The United States and the British dependency of Jersey plan to return to Nigeria more than $309 million stolen by former military dictator Sani Abacha.
Abacha ruled Nigeria, Africa’s biggest oil producer, from 1993 until his death in 1998. Corruption watchdog Transparency International estimates he stole as much as $5 billion of public money during that time.
He was never charged with corruption during his life and Nigeria has been fighting for years to recover the money.
Companies linked to the Abacha family have gone to court to prevent repatriation, alleging infringement of their rights to a fair trial.
The governments of Nigeria, Jersey and the United States said in a statement they had entered into an asset recovery agreement to repatriate forfeited assets to Nigeria.
“More than 20 years later, these assets are being returned to the Nigerian people,” said Department of State spokesperson, Morgan Ortagus.
The funds were laundered through the U.S. banking system and then held in bank accounts in Jersey in the name of Doraville Properties Corporation, a British Virgin Islands company, and in the name of the son of the ex-military ruler, they said.
“This agreement has culminated in a major victory for Nigeria and other African countries as it recognizes that crime does not pay and that it is important for the international community to seek for ways to support sustainable development through the recovery and repatriation of stolen assets.” Nigerian Attorney-General Abubakar Malami said.

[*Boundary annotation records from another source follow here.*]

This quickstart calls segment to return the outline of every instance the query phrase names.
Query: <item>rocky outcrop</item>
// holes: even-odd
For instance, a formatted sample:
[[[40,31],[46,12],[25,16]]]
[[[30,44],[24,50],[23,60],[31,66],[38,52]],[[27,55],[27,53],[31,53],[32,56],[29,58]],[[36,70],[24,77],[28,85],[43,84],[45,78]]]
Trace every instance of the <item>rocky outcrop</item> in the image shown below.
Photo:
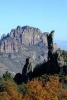
[[[18,26],[12,29],[7,35],[3,35],[0,40],[0,52],[18,52],[22,46],[31,46],[42,41],[47,44],[47,39],[38,28],[29,26]]]

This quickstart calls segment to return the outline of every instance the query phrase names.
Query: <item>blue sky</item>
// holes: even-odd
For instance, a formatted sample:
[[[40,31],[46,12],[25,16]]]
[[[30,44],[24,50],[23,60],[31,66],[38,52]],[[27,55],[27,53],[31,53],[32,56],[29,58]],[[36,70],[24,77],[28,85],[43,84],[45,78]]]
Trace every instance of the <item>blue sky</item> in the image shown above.
[[[67,41],[67,0],[1,0],[0,36],[18,25],[55,30],[55,40]]]

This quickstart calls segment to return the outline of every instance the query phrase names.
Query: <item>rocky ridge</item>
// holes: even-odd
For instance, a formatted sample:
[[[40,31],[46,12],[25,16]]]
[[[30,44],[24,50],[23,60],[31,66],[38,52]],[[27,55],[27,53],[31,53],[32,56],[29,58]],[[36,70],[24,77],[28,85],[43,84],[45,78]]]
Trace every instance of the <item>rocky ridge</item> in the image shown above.
[[[27,57],[33,58],[33,67],[47,61],[48,43],[46,34],[38,28],[18,26],[0,40],[0,71],[21,72]],[[54,44],[54,51],[57,45]]]

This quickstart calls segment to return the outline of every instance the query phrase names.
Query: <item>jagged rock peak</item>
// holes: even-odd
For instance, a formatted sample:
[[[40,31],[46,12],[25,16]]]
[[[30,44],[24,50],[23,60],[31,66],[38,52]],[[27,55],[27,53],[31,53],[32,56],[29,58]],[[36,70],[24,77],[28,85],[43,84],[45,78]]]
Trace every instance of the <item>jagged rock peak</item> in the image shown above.
[[[35,27],[17,26],[7,35],[3,35],[0,40],[0,52],[18,51],[22,46],[35,45],[42,41],[47,44],[47,39],[40,29]]]

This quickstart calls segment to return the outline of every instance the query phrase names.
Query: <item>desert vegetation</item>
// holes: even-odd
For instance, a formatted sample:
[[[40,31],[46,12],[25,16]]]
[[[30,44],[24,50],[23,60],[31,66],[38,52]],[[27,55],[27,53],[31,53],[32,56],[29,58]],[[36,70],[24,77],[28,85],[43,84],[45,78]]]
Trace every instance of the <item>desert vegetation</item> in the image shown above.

Nigeria has been working with governments around the world in recent years on an asset recovery scheme to help repatriate its stolen funds to boost its finances.
The government did not state how much in total it believes Abacha stole. As at 2013, Nigeria had recovered about $1.3 billion of Abacha’s money from various European jurisdictions, with more than a third of that from Switzerland.
The Swiss government in 2017 said it would return to Nigeria about $321 million in assets seized from Abacha’s family via a deal signed with the World Bank.